In his 1641 treatise Meditations on First Philosophy, philosopher René Descartes made the declaration: “I think therefore I am,” securing a notion of subjectivity exclusive to the human mind…and we’ve been dealing with it ever since.  This course will survey a number of diverse theoretical and philosophical texts, all of which attempt to work through or expressly challenge a singular human subject they had little choice but to inherit. Reading Kant, Heidegger, Deleuze and Guattari, Lacan, Foucault, Harraway, Puar, and others, we will examine how notions of subjectivity have gone beyond simply accepting a humanist, rational subject and raise questions of non-human agency, what social and political structures guide (or coerce) subjective formation, how language mediates our experience of the world, and the role of the body (rather than the mind) as central to our being in the world.

ENGL 4370/5370: Gender and Sexuality

Creating Dangerously: Voices for Change

Dr. Mary Ruth Stewart

“Creating Dangerously: Voices for Change”

What does it mean to study texts that are considered provocative and incendiary? In our current political and cultural climate there is a lot at stake and a lot to be done. How can we, as teachers and students, use knowledge to empower ourselves? The texts that we’ll cover this semester question, ignite discussion, and have spurred and will continue to spur controversy. What they have in common is that they are all rooted in a desire to create dangerously, to right wrongs of the past in the hope that the future might look distinctly different.

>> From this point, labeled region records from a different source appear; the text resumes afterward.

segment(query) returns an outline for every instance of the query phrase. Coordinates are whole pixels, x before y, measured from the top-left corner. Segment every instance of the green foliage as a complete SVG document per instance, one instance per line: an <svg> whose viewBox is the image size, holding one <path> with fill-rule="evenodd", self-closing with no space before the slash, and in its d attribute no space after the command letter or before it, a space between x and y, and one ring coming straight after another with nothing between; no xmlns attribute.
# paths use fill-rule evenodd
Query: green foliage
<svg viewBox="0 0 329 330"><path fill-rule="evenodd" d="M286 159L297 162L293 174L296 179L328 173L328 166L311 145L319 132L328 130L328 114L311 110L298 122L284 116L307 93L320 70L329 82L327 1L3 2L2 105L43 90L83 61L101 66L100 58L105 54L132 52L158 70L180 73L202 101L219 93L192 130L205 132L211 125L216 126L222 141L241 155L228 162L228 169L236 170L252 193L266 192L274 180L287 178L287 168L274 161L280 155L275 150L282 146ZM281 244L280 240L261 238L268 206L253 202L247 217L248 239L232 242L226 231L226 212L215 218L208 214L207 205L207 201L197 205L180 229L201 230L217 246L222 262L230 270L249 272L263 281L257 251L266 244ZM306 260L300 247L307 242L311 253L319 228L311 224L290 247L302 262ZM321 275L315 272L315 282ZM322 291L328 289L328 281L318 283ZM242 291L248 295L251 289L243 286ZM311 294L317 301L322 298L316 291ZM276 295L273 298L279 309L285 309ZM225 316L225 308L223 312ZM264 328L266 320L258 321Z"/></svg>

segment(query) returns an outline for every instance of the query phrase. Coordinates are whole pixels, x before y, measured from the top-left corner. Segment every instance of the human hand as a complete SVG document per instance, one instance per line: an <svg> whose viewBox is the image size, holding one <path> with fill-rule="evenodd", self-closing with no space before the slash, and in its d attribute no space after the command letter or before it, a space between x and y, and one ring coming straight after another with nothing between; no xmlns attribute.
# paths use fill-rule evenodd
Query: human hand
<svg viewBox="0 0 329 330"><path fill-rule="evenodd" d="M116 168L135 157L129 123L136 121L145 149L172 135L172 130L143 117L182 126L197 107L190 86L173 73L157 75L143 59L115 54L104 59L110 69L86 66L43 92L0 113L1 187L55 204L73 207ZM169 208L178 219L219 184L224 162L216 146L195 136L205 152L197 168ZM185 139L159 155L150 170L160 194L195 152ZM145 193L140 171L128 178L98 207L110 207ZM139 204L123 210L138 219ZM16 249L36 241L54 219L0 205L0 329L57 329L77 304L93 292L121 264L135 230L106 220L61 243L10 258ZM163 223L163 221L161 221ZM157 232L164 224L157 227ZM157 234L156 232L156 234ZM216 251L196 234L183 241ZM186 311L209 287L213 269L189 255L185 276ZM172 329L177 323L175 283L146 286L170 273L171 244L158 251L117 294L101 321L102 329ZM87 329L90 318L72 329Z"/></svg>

ENGL 4380/5380: African and African-American Literature

Keeping Secrets in Early African American Literature

Dr. Lori Leavell

Given the racial realities of antebellum America, perhaps it’s no wonder that the concept of secrecy is a recurring theme in African American literature of this period. It goes without saying that for enslaved persons who attempted escape, and for those involved in plotting rebellions, secrecy would prove essential. But everyday matters seem to have called for discretion too—whether one was enslaved, free, or legally considered a fugitive. And in a society where racial identity overtly determined one’s opportunities, hiding the circumstances of one’s birth and ancestry could take top priority for some, an endeavor that required ongoing diligence. The literature we’ll read by William Wells Brown, Frank Webb, Hannah Crafts, William and Ellen Craft, David Walker, and others depicts these kinds of situations. As with any secret, there is risk of detection. Indeed, we will encounter scenarios in which carefully guarded information is leaked or used against someone. But secrecy operates on a level beyond plot: some of these writers thought of themselves as exposing what is presumably hidden or denied, which is to say that they sought to illuminate the nation’s racial realities via the written word.

ENGL 6306: Seminar in British and Anglophone, 1900-present

Modern and Contemporary British Poetry

Dr. James Fowler

 This seminar offers an advanced survey of British poets from Gerard Manley Hopkins, the late-Victorian precursor of modern experimentation, to recent authors such as Tony Harrison, Seamus Heaney, and Eavan Boland.  By semester’s end, students should be reasonably familiar with the work of the twenty-plus poets to be read. More generally, they will be able to trace the development of British poetic modernism on a roughly decade-by-decade basis.